Well, three years later, I have come to accept that we have a mixed bag in Fonsie. Every spring he comes into camp and I wonder what he will do. This season I’ve come up with a few simple over/under lines for the perpetually infirmed outfield.
Over/Under: Games Played
Line: 130 games
Soriano is 34 years old and recovering from arthroscopic knee surgery. He is, again, admirably trying to get back in shape, but let us remember that he did the same in 2008 and tore his right calf muscle by mid-April. Perhaps the same maturity that he displayed when he was dropped from the leadoff spot will rear its head again. Then, maybe, he will ease his way back into baseball shape and last the entire season.
Over/Under: Home Runs
Line: 30 homeruns
Last season he hit very well in the number six spot when considering his troubles with injuries. This season he will hit deep in the lineup again, but he is also coming back from another leg injury. He may simply not have the lower body strength to hit that threshold again, even with a basket above the ivy. Of course, this over/under is directly influenced by the first bet.
Over/Under: Stolen Bases
Soriano was supposed to be a factor on the base paths when he signed all those years ago. That threat never really came to fruition as injuries hampered his production. This season I think 10 stolen bases is decent expectation. He does not have the speed he once had, but he still has some base running know how.

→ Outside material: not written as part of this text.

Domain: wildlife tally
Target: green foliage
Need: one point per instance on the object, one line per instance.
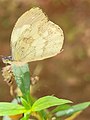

Over/Under: On Base Percentage
Alfonso’s career OBP is .326, which is absolutely dreadful for a leadoff hitter. Last season that number dipped below .300 and he was demoted to sixth in the lineup. This season he is likely to hit deep in the lineup again, so will the lack of pressure manifest itself in better patience at the plate? I hope so, .326 is not asking much.
Alfonso Soriano is no longer the player the Cubs can even trick themselves into relying on. However, he is still a potentially big factor in the offense and I have to believe that if he can hit those numbers then the team could take the division and I could get Chicago Cubs tickets for the playoffs again.